Security forces often arranged interrogations where they learned about wages and living standards. It was a surprise for them that someone could receive a thousand dollars a month under a contract or go on vacation with their family to Europe.

“As soon as they hear the information, they immediately shut up. You can see that the brain is working, the data is being processed, and there is confusion on the face“, says Oleksiy with a smile.

Exchange Expectations and Reality

On November 2, around 10 p.m., Oleksiy was ordered to leave the cell with his belongings. He thought that it was for an exchange, because before that the boys were also taken away before the rebound.

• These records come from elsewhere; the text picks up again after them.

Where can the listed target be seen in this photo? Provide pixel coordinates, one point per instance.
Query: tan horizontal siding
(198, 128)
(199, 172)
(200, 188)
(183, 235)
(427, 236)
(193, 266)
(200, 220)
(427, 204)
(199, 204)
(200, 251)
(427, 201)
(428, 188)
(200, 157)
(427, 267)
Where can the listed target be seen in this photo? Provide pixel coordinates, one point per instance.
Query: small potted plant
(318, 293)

But the expectations were shattered by the cruel reality – a group of soldiers was transported to the Voronezh region. There, as in every prison, they were “received” by the security forces and given a “warm welcome”.

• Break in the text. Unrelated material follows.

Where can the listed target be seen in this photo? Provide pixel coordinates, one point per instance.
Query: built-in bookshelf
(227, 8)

Two months later, the situation repeated itself – Oleksiy was again told: “With things on the way out.”

It’s hard to explain, but when physical force is used on you for almost two years.

This time I no longer believed in the exchange, on the contrary, I thought that I was being taken to a new prison. I was waiting, as if in a capsule, and mentally prepared for the worst“, the border guard recalls.

Alexei after capture

Alexei after capture

State border service

Oleksiy and several other prisoners were taken out of the cells, then changed and put on buses. They drove all night and half the day. The escorts began to take the prisoners to the toilet without objection. And this was synonymous with exchange, because human attitude is not inherent to them. Oleksiy and other soldiers began to hope for a return to Ukraine.

They rode with paper or cloth bags on their heads, and blindfolds on their eyes. When we were ordered to remove it all from our faces, I realized that everything is finally at home. But there was no wild joy”– says the soldier in a calm voice.

He explains that it was too hard, cold and at the same time a long-awaited journey, which was taken for granted, because the warriors must return home.

Thoughts after the exchange

In captivity, everyone, with rare exceptions, is looking for Faith. They probably find what they were looking for. But at the same time they are rethinking life“, – notes Oleksiy.

He adds that he never regretted his choice and did not perceive himself as a victim in captivity.

I think I was free. Yes, it was difficult, we had to bend where necessary so as not to break. In captivity, it was important for me to remain human, not to be angry with the whole world.

Freedom for me means taking responsibility and knowing that in addition to privileges, you will have to answer for something and pay the price“, says the soldier steadfastly.

The wife and children came to Oleksiy three days after the exchange and were frightened by the husband’s appearance. In captivity, he lost almost a third of his weight – more than 30 kg.

But Oleksiy was worried about something else. During this time, he lost part of the childhood of his sons and daughter. All three children are from an orphanage. At the time of adoption, they were between 7 months and almost 2 years old.

I already understood how much we had lost, because we had not seen them when they were little – from the first days. And then I calculated that during the time of working in Poland, moving from Debaltseve, service and captivity, I saw children for 4.5 years less than my wife. I was not afraid that they would forget me, but I regretted the time that flows like sand”– says Oleksii.